Ohio DNR Hires Ray Petering as Wildlife Chief

Ohio’s sportsmen and over 400 Division of Wildlife (DOW) employees are welcoming Ray Petering as their twentieth chief to run the department in the Ohio Department of Natural Resources, after the resignation of former Chief Scott Zody last fall.

Petering is an avid fisherman and hunter whose passion for these activities almost rivals his fanaticism for the Buckeyes. He has sought and successfully taken trophy-sized bucks, chased ducks and trapped and conquered most of the fish species Ohio offers.

Nowadays, he pursues saugeyes, bass and crappies on the inland, and walleyes and yellow perch on Lake Erie. He may not wait for the biggest buck in the woods anymore, like his 175 4/8 non-typical “bruiser,” saying that for the past 10 years, “If a buck makes my heart skip a beat, it’s a shooter.”

Petering retired in 2011 as the state’s top fish administrator, and is no stranger to the DOW. Well known and respected from his days as a researcher at Ohio State University’s School of Natural Resources, he took his first position with the DOW as a District One fisheries biologist.
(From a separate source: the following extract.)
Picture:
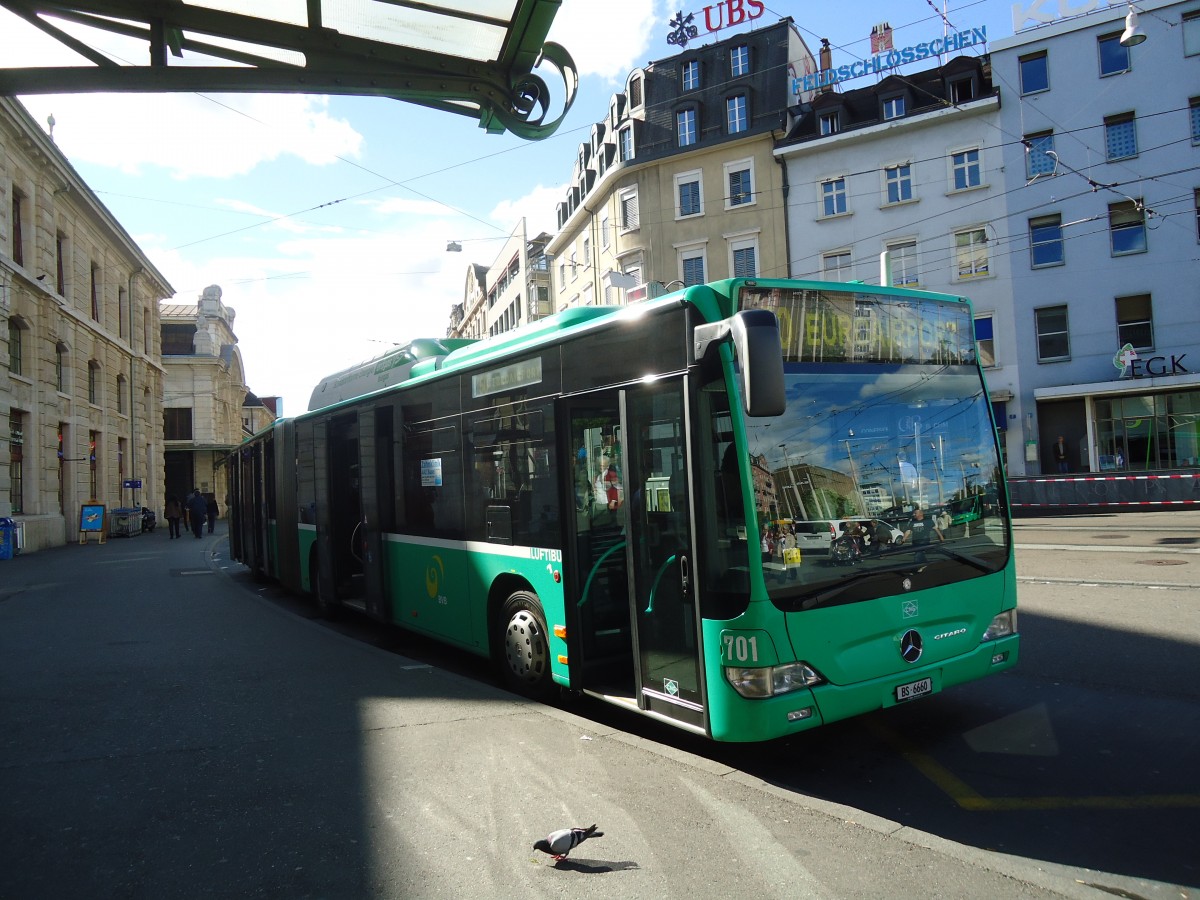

From there, he was chosen to open and supervise an Inland Fisheries Research Station at the Hebron State Fish Hatchery before taking over as executive administrator of fish management.

This appointment had him overseeing fisheries management in all five Wildlife Districts, the Inland Fisheries, two Lake Erie Fisheries Research Units, statewide stocking efforts of six hatcheries, personnel management of over 100 employees and fisheries management negotiations with administrators from other states and Ontario.

Prior to early winter of 2011, he served as acting assistant chief over programs for the DOW, including oversight of Fish Management, Wildlife Management, Law Enforcement and Information and Education programs. He was also elected by his peers to serve as president of the Ohio Chapter of the American Fisheries Society, and later, the Ohio Fish and Wildlife Management Association.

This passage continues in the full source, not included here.